Alors que les États-Unis sont souvent décrits comme l’épicentre de la crise économique, l’économiste Jean Pisani Ferry livre son analyse des événements dont l’Europe serait la grande perdante.

Alors que les États-Unis sont souvent décrits comme l’épicentre de la crise économique, l’économiste Jean Pisani Ferry livre son analyse des événements dont l’Europe serait la grande perdante.

Il y a dix-huit mois, la crise née des crédits subprime était à l’évidence américaine, et l’on débattait de ses effets sur le reste du monde. Au fil des mois, pourtant, elle est devenue de plus en plus européenne. Qu’on en juge :

1. Depuis son dernier point haut, la production industrielle a baissé de 18% dans la zone euro, contre 13% aux États-Unis.
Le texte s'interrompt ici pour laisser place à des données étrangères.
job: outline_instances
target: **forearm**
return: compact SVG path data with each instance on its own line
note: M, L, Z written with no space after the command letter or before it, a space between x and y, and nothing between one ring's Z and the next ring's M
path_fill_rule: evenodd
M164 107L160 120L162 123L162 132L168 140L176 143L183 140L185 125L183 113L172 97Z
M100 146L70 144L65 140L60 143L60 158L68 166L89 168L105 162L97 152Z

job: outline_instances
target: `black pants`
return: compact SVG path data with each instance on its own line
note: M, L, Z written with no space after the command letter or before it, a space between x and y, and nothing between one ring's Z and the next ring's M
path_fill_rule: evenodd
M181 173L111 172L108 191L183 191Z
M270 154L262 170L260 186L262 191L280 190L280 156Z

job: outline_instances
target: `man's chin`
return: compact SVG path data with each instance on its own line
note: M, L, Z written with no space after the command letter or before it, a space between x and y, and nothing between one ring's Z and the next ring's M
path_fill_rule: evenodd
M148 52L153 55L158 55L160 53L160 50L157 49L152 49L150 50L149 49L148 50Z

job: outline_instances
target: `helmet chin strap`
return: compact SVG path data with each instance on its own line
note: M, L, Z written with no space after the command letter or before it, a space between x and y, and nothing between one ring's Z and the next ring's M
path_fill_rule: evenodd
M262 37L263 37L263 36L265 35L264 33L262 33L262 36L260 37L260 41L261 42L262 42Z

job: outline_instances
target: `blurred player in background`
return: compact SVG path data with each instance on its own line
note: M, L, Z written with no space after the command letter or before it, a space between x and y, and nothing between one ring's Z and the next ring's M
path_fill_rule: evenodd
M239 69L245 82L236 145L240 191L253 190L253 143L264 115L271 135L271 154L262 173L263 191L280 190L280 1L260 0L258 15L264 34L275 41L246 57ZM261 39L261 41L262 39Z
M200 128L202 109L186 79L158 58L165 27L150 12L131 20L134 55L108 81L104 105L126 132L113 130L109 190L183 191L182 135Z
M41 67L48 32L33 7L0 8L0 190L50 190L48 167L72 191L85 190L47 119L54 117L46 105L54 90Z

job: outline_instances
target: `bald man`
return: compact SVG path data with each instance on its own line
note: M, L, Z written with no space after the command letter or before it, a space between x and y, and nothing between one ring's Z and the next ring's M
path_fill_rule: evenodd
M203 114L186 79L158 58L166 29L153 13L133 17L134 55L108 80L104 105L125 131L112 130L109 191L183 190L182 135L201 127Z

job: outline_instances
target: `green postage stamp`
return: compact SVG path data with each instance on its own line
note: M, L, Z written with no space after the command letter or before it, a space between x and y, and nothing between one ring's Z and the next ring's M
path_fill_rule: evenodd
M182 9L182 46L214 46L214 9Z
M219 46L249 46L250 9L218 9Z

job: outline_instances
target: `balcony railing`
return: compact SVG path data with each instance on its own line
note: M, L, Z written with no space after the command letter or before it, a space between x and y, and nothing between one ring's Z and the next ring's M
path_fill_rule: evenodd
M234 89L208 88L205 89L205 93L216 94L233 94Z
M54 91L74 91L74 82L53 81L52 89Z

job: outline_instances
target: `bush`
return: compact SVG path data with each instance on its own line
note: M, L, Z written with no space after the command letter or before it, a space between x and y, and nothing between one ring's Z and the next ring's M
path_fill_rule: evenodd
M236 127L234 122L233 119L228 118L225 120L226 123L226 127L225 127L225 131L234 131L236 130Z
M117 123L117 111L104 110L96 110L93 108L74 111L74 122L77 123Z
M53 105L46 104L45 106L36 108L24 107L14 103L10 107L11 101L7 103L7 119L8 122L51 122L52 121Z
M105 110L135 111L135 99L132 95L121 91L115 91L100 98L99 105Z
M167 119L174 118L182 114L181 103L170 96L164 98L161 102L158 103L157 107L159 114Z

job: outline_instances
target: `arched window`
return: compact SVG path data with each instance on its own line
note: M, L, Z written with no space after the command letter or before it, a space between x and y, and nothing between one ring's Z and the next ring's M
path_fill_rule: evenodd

Pour l’ensemble de l’année 2009, le FMI prévoyait en avril 2008 0,6% de croissance aux États-Unis et 1,2% dans la zone euro. Aujourd’hui il attend une baisse de 2,8% du PIB aux États-Unis, mais dans la zone euro une baisse encore plus importante, de 4,2%. Les autres prévisions récentes sont de la même eau.

2. Au sein de la zone euro, l’Espagne et l’Irlande sont aux prises avec une dépression immobilière, doublée dans le cas de l’Irlande d’une débâcle bancaire. L’an prochain, le taux de chômage atteindra 20% en Espagne. Les taux d’intérêt sur les emprunts d’État, qui étaient sensiblement les mêmes partout, se sont écartés les uns des autres. La Grèce, connue pour sa gestion négligente des finances publiques, et l’Irlande, dont la dette publique va tripler en trois ans, empruntent à 200 points de base (deux points de taux d’intérêt) au-dessus de l’Allemagne. Dans ces conditions la question n’est plus si une crise de financement d’un État de la zone euro est possible, mais qui, du FMI ou de ses partenaires, lui viendra en aide le cas échéant.